The only hand I remember from the 1-3 table at Excalibur in December was a pair of pocket Tens which I raised with before the flop. I had two check/callers go with me all the way to the river. When the guy on my right quickly bet into me after a Queen came, I folded my Tens, patting myself on the back for making a valiant lay down. He didn't have a Queen. He had nothing. The other guy had nothing as well. The pot, my pot, which was huge, went to the guy with the better nothing. I should have been a bit less valiant.
Tonight, at an online unnamed site, I end up capping the bet preflop with my child's favorite pair. Two yahoo's stay with me and when a King hits the river...I think you know where this is going... One of them had the cheek to blab in the chat "bluffing...rookies.." I wanted to quip back what a keen bluffer he was to cold call all the way to the river with two other people in the pot - woo had me scared. Except I was scared - of that river King - the pot, my pot, was big. I had no business folding there.
Then I raise it up with my pocket Jacks and one of the yahoos from the above hand re-raises. Flop is rags and we repeat the routine from above heads up. Only this time I call the river and, of course, he flips over Kings.

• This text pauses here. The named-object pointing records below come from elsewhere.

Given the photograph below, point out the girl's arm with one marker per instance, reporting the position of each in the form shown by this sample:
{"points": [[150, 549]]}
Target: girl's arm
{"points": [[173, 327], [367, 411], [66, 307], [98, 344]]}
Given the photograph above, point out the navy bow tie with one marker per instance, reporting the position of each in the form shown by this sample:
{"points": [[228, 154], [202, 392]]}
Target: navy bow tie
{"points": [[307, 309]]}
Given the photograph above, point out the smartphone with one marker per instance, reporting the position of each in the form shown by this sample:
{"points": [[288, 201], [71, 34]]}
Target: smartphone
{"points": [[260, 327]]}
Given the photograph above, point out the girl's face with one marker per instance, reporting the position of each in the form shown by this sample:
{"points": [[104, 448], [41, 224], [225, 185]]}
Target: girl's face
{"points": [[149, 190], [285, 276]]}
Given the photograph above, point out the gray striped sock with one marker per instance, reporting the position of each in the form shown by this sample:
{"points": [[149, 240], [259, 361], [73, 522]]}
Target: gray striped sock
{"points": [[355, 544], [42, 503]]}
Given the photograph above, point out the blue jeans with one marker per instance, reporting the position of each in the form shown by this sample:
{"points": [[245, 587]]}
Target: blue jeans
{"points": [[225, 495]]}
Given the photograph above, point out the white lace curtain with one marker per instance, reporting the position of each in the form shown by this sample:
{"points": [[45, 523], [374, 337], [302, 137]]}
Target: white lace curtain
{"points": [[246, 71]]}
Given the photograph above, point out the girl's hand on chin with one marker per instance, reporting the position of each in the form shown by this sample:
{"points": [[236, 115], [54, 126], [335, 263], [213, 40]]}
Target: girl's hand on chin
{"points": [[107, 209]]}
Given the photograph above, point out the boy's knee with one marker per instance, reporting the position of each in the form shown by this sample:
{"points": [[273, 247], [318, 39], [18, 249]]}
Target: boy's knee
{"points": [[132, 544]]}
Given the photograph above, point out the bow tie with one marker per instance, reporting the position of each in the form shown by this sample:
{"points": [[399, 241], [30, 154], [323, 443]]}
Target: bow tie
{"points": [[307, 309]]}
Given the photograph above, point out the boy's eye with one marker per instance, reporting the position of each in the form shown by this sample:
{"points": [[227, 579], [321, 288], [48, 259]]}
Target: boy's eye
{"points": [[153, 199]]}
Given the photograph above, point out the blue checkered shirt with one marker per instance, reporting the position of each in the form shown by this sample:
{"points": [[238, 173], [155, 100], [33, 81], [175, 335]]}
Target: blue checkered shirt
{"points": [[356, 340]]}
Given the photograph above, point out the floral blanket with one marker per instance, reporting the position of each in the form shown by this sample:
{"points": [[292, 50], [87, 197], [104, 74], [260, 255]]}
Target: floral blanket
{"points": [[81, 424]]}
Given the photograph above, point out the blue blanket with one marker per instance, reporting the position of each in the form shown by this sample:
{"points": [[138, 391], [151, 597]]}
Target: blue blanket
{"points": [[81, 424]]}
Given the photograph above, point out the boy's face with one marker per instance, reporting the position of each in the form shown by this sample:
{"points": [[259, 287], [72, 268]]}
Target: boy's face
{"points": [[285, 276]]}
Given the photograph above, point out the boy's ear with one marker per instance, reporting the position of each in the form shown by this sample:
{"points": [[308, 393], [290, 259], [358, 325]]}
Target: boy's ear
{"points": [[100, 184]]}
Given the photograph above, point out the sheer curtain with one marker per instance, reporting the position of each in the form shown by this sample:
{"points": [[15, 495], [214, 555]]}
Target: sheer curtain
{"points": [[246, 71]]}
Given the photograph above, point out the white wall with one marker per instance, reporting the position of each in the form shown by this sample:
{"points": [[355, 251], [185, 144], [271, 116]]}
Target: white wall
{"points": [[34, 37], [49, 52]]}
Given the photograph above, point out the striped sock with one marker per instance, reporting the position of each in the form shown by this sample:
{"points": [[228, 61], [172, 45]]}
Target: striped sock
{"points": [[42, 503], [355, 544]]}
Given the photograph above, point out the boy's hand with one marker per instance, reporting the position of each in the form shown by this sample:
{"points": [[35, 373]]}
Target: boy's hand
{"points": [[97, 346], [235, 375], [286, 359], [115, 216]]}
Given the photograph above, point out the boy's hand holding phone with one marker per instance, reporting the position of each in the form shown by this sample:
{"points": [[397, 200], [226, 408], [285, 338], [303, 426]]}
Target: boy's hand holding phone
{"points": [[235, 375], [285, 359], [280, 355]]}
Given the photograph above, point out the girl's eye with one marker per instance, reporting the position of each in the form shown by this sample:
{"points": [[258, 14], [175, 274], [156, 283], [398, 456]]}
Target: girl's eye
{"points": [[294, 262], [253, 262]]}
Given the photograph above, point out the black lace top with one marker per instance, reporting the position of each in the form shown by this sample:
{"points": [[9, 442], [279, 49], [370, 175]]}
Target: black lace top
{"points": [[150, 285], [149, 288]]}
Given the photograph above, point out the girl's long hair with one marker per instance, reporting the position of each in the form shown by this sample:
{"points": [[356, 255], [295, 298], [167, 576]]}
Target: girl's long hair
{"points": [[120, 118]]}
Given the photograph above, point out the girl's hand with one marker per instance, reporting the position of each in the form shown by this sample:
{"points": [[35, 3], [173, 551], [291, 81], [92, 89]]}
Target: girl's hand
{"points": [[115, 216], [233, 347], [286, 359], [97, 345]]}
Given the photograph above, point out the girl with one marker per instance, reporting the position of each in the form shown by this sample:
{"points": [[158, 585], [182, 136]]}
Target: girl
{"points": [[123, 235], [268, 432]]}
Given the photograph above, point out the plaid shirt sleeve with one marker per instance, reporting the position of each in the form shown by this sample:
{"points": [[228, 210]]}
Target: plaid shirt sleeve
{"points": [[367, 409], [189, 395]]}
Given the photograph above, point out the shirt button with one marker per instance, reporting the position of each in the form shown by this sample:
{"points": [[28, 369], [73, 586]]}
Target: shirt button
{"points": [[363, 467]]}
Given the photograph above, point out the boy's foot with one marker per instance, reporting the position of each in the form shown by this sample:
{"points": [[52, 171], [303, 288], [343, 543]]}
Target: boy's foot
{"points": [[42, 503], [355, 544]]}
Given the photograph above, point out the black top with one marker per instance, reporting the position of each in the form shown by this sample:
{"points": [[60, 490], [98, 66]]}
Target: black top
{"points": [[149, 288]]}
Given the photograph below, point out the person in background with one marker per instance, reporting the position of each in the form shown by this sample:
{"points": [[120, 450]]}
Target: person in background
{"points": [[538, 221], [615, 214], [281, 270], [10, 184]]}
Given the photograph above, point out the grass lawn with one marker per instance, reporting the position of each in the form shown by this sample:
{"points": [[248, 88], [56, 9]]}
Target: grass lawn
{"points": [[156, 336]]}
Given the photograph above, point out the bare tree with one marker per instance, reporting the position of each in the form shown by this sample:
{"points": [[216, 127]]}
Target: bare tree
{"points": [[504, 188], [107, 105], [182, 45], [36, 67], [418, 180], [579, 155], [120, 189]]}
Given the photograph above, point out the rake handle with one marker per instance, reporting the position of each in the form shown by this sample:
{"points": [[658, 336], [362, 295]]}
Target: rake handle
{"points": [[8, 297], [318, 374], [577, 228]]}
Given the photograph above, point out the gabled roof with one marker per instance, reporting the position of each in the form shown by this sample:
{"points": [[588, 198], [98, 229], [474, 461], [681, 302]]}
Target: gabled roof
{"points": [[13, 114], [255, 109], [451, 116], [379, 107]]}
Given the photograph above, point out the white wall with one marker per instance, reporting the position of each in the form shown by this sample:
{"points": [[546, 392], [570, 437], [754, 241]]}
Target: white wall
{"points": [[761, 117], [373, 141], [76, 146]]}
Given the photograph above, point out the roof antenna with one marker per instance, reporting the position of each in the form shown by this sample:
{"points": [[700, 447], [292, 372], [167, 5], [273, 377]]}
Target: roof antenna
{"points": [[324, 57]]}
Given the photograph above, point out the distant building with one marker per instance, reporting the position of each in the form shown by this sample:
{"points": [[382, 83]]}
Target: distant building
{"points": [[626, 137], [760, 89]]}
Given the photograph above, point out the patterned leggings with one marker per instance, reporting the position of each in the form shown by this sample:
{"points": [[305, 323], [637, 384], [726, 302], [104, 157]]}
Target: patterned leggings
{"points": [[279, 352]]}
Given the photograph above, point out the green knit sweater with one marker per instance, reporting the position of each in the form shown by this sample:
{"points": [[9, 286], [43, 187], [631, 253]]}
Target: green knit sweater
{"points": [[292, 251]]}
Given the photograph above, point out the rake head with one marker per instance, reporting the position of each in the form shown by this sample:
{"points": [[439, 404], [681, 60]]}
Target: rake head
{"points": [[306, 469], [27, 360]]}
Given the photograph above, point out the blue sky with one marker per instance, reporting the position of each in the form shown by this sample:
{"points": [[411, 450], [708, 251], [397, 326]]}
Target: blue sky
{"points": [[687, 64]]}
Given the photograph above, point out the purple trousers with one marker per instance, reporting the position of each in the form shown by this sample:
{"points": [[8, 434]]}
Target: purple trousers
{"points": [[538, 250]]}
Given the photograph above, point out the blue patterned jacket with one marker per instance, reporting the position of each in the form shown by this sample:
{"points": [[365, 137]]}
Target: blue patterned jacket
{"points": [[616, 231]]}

Knowing when to give up your hand and when to see it through to the end at those tricky times in the low limits can feel like a crap-shoot at times. I know enough (now) that the pot is going to give a lot of guidance for such decisions. It's enough to frazzle your good senses, but over time, if you can let the wacky beats roll off your back, like that proverbial duck, you will stay afloat and stave off drowning in that murky ol' river.